The below SparkSql would create liquid clustered table:
CREATE TABLE gold.fact_sales CLUSTER BY (SalesOrderId, SalesOrderDate)
To incrementally rebuild the cluster of a liquid clustered table, simply run the following:
OPTIMIZE table_name
The first run will be longer as it reorganizes the data layout, however you’ll notice that when you run it a second time or even after data is updated, it will run much faster.
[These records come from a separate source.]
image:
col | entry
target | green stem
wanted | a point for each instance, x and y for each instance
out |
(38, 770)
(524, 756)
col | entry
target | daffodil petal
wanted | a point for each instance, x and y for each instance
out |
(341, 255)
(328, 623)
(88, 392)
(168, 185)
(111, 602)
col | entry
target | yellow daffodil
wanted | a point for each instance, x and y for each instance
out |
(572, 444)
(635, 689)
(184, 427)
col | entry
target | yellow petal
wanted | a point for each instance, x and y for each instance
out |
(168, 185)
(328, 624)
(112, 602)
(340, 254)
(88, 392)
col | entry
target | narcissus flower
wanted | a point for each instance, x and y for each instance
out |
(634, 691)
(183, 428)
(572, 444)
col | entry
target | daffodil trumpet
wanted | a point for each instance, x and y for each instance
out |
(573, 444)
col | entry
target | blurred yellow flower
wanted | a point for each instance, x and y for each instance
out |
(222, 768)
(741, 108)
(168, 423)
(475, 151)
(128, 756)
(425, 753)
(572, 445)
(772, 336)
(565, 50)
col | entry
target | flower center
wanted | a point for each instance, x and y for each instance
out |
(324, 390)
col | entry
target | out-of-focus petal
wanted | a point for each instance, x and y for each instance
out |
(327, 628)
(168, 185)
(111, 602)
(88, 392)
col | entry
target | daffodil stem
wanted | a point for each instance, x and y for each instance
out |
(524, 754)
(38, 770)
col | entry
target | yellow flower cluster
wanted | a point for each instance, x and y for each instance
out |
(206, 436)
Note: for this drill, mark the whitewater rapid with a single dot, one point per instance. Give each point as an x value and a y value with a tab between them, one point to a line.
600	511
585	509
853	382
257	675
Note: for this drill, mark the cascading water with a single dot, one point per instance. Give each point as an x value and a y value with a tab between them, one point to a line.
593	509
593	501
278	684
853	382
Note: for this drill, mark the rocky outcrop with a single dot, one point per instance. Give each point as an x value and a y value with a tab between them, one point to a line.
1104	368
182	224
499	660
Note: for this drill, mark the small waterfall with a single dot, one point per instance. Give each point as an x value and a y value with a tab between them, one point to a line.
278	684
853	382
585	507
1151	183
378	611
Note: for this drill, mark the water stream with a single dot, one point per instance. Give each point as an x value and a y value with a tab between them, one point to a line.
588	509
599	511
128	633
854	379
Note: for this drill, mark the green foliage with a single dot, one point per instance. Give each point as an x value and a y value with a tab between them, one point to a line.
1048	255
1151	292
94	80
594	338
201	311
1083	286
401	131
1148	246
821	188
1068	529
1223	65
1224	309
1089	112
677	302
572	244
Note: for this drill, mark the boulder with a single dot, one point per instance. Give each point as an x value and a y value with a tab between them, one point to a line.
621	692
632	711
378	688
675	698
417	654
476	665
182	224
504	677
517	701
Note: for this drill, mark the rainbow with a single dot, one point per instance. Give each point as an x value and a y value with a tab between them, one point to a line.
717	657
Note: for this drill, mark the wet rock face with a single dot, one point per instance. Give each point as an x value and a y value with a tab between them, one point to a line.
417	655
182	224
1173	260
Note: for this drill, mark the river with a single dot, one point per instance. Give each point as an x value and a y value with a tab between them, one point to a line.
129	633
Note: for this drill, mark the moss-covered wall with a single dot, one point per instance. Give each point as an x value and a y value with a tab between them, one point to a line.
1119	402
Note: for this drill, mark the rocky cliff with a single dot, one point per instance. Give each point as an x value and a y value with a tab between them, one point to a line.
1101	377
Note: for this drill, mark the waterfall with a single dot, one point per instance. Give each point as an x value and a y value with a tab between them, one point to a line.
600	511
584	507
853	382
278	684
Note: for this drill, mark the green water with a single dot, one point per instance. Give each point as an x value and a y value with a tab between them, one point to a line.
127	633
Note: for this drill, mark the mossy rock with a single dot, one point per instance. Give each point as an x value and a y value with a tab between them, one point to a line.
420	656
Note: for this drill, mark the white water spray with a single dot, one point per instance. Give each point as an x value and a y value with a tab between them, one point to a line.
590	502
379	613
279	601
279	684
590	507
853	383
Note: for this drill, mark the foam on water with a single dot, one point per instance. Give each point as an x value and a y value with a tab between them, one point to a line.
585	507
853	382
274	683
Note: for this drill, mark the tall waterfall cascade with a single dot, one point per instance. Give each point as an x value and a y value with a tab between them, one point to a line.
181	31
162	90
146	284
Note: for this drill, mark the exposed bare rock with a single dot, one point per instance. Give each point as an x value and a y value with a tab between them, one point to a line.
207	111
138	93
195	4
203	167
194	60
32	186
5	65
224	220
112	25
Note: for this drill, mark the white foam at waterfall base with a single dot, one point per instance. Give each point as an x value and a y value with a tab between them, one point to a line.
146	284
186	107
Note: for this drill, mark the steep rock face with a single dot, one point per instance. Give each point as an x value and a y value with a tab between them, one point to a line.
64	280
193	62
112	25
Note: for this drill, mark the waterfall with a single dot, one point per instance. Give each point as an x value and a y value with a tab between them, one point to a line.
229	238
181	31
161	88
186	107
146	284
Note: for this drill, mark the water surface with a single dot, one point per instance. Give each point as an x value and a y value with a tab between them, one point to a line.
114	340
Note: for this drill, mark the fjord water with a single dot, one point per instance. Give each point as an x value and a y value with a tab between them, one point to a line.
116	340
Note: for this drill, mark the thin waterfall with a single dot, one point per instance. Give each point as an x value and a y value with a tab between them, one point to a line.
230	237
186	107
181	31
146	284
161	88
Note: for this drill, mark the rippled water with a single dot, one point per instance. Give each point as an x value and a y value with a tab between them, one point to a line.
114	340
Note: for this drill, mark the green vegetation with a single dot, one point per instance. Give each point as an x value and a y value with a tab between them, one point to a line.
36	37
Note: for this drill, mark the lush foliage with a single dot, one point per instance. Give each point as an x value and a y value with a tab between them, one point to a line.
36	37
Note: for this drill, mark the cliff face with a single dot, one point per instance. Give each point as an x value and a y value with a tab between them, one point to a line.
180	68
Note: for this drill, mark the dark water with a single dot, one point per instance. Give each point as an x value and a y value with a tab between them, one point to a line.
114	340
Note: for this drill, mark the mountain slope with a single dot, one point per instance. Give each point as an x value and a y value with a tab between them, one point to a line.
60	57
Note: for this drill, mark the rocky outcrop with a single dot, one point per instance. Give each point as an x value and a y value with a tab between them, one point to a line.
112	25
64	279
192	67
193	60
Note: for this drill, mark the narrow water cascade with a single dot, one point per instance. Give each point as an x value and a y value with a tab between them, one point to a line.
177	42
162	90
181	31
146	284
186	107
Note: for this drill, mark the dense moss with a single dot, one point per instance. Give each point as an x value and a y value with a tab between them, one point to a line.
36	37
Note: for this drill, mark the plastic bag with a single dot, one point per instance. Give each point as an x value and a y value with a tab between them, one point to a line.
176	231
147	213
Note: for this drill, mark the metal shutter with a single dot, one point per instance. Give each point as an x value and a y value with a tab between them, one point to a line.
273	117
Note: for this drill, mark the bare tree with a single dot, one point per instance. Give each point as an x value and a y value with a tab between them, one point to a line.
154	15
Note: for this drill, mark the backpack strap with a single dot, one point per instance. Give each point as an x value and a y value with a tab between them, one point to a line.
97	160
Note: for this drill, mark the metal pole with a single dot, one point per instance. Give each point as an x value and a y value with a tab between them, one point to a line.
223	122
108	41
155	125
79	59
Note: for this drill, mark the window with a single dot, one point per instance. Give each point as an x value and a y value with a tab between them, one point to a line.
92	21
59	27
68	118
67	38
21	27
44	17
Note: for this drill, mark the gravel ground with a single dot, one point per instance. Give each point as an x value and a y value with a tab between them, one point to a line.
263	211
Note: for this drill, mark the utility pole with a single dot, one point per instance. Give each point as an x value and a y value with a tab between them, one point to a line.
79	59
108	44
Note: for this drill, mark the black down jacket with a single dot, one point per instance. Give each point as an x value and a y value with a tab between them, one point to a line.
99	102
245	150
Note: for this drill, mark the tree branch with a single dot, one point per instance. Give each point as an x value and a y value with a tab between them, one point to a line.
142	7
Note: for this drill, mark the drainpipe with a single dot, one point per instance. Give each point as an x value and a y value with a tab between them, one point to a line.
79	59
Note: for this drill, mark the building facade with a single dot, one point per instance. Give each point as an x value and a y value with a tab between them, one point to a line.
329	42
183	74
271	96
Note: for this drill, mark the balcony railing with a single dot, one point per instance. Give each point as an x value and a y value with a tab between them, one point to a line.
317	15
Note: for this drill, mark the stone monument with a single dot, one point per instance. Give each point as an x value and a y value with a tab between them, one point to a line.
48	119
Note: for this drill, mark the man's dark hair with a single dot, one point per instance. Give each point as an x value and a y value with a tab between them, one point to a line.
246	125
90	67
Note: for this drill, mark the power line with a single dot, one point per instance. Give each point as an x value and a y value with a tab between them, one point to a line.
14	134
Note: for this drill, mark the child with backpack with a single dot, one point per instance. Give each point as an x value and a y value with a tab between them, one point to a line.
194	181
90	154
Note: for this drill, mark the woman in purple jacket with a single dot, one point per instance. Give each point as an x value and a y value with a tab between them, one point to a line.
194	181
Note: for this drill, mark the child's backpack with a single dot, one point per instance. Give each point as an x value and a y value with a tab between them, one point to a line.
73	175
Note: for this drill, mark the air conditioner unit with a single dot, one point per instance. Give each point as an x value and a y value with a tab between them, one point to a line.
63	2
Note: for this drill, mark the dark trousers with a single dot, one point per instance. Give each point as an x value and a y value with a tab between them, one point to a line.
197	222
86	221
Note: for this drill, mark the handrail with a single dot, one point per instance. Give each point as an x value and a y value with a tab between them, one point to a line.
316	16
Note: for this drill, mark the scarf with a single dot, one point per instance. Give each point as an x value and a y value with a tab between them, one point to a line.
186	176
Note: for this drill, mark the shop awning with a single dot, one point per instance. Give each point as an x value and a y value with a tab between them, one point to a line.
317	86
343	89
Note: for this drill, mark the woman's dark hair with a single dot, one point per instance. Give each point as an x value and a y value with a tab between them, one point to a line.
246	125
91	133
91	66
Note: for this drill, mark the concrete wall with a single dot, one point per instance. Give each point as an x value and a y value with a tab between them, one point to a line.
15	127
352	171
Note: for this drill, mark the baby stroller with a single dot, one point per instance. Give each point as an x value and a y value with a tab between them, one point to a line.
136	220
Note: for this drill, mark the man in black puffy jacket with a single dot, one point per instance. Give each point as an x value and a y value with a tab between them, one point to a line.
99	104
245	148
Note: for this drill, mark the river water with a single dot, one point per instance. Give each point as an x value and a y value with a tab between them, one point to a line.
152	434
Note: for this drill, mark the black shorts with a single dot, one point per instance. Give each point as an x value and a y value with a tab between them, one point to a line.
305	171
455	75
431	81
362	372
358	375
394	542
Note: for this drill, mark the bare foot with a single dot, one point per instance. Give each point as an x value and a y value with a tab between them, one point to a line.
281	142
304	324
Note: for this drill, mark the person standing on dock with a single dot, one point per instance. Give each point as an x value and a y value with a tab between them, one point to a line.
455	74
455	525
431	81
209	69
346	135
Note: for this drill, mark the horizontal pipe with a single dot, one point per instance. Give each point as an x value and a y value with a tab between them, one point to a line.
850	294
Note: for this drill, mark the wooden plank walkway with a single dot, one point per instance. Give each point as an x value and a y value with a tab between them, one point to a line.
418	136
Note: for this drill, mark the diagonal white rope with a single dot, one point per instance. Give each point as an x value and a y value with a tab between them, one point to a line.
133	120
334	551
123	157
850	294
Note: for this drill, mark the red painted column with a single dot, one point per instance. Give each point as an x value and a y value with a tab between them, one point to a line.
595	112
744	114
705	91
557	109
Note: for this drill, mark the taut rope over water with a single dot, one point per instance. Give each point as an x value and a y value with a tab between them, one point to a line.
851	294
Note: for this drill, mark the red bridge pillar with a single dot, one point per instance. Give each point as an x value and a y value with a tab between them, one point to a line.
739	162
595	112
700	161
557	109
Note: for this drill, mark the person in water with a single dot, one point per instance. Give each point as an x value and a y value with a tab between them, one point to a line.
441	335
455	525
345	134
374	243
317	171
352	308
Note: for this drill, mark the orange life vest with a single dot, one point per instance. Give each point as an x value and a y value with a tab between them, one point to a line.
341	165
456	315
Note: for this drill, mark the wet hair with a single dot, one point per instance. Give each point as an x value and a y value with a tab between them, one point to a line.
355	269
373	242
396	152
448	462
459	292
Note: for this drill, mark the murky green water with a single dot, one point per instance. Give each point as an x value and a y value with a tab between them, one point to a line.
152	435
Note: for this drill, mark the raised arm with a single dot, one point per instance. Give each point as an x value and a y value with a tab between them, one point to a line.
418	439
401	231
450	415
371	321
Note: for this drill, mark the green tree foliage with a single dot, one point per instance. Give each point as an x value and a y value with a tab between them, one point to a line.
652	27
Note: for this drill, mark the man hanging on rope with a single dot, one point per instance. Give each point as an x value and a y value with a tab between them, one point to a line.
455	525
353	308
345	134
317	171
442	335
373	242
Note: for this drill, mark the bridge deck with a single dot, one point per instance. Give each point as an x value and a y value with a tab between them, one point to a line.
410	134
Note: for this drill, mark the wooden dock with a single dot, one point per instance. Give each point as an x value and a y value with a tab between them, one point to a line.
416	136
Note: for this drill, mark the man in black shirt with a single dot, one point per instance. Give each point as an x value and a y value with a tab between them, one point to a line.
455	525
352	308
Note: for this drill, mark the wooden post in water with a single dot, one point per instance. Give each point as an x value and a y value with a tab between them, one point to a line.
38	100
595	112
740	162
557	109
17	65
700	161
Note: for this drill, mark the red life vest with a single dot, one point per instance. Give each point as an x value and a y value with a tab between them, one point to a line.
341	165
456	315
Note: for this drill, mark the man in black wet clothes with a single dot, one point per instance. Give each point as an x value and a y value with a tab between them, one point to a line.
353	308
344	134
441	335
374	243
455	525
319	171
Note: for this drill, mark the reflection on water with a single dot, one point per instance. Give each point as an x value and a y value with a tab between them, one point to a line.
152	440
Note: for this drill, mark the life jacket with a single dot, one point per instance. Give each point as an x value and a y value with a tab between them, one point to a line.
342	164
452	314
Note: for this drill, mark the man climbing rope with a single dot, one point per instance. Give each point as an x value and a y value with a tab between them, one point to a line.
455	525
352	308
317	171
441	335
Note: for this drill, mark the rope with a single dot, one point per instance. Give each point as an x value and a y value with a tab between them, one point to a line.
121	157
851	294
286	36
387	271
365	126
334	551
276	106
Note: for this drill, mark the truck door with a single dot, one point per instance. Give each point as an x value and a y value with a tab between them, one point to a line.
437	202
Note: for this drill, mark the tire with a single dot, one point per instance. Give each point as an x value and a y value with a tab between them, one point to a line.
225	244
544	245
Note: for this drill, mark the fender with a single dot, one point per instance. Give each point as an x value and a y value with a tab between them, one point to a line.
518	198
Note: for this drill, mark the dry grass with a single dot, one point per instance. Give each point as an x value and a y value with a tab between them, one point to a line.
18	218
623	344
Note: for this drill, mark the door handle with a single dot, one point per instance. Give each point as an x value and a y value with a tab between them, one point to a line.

While it is recommended to only periodical run a Vacuum operation, because Optimize with Liquid Clustering is incremental, I recommend running it following any DML operation.
Limitations of Liquid Clustering
- Only columns with statistics collected can be clustered, by default this is the first 32 columns.
- Only 4 columns can be selected as clustering keys
- Boolean data types cannot be clustering keys
Z-Order Clustering
If you are using Spark w/ Delta Lake 2.x or lower (Databricks Runtime 12.x, Synapse Spark, Fabric Spark Runtime 1.1), liquid clustering is not yet available and therefore Z-Order clustering is the closest thing you can do to logically order your data to improve query performance.
Z-order is conceptually very similar to liquid clustering however has the below shortcomings which make it inferior to liquid clustering if you do have the option to use Delta Lake 3.x.
- The clustering keys can be changed however will require rewriting all data
- The clustering keys cannot be defined on creation of the delta table and instead are only defined when OPTIMIZE is called
- There aren’t any write operations that will cluster the data on write, it is always a post write operation and is not fast to run.
- Optimize with ZORDER is not idempotent and tends to take the same amount of time even if the underlying data is unchanged.
To Z-order your data, run the following:
OPTIMIZE gold.fact_sales ZORDER BY (SalesOrderId, SalesOrderDate)
Whether you are using liquid clustering, Z-Order, or are storing your data uncluster: Consider DML (i.e. INSERT/UPDATE/DELETE) and DQL (SELECT) query patterns on top of your Delta tables before blindly applying a data storage strategy.